Sunday, 15 January 2012

The Digital Age

In our house I refer to it as the mosaic age. This is because when I can find a channel that actually works, it is displayed as a pixelated mish mash resembling a psychedelic mosaic, accompanied by a stuttering of sound bites which may or may not belong to the programme , who knows , you can't make out enough of the picture to know what the hell is going on anyway.

We have a telly in the bedroom. Nothing posh but at least flat, unlike the dinosaur sitting in the living room which I'll be donating to the Design Museum before long as one of those laughably enormous pieces of equipment that people actually used to watch in the 80's.

So, my smallish , flattish telly sits in our wardrobe which glows like a scene from Encounters of a Close Kind when the door is shut, as I can't find the button to turn off the luminous blue glow that emanates from within. It  comes with a remote ( notice omission of the second word 'control' - a complete oxymoron ) , just the one, thank God, which you press at random in an attempt to locate a channel. There are about thirty something channels, apparently, but none of them actually work. When I say 'work' I mean display a picture which you can recognise in synch to a soundtrack which doesn't sound like the recipient of a recent tracheotomy.

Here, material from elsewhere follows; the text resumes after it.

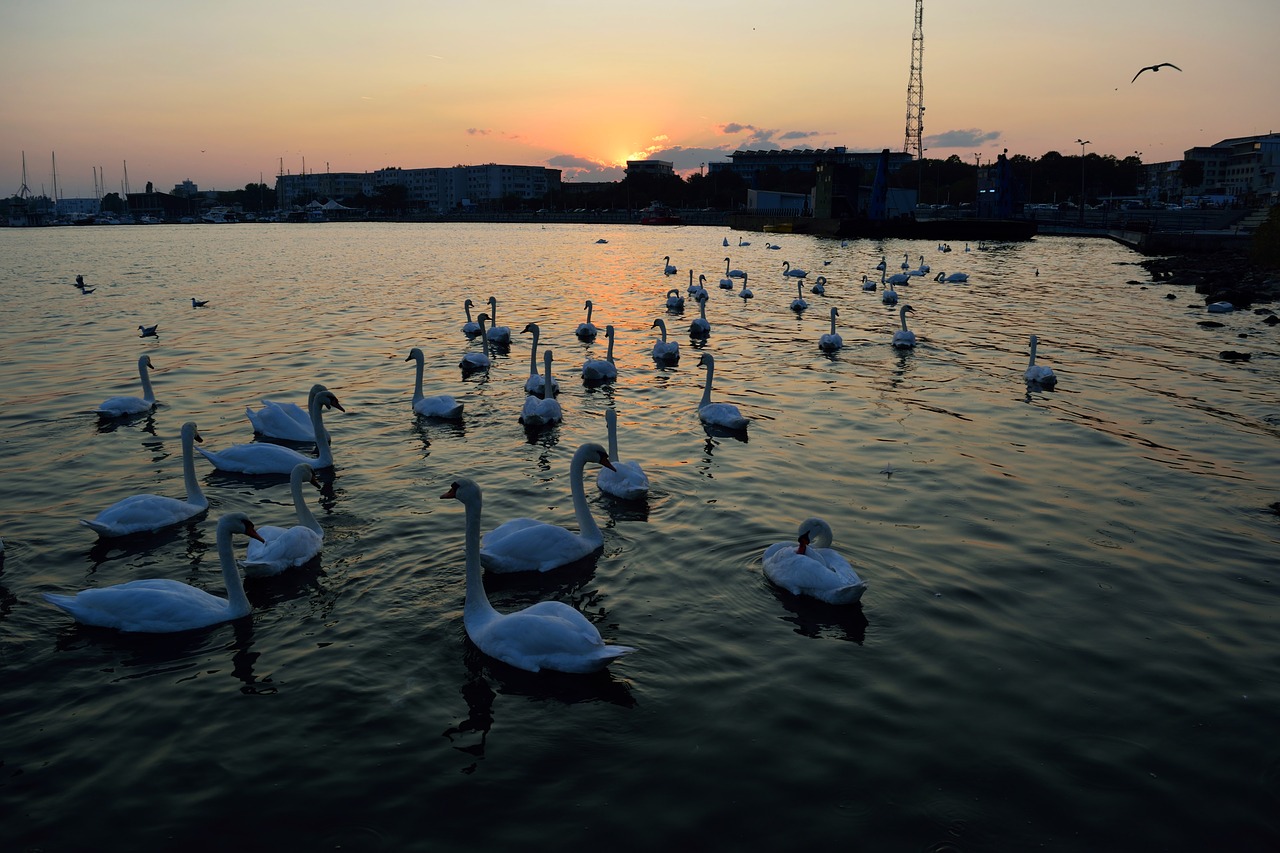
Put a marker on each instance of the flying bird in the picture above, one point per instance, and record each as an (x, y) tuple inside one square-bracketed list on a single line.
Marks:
[(1153, 68)]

So here I am at bedtime trying in desperation to find something, anything to watch. Eventually I narrow down the thirty something ( more like twenty something actually, as at least a dozen are named salubriously along the lines Boobs 'n' Tits or Dave +1 . I'm sure just plain Dave without the 1+ would be bad enough but in case the neanderthals watching it first time around couldn't quite decipher any words longer than one syllable , they clearly needed another dose but then it was probably all pictures of cars and boobs and gadgets anyway so who'd need words ) to just one solitary channel. So much for choice.

So here I am at nearly midnight watching a couple of ponces fannying around in Sicily, gushing about the lemonyness ( yes that's actually what they said and it had 4 syllables) of a lemon sorbet. It got worse , a lot worse. They then went to watch a Good Friday parade from the local church from which a weeping Madonna icon was held head high, borne through the cobbled streets, by costumed locals in celebration of the imminent resurrection of Christ. Gosh , the gushing continued , this is just so ... so .... so Sicilian . Well yes , that may have been because they were in Sicily.

Enough. One last press of the remote and the picture thankfully reduced to the size of a pin prick of light. Silence is golden and not at all pixelated.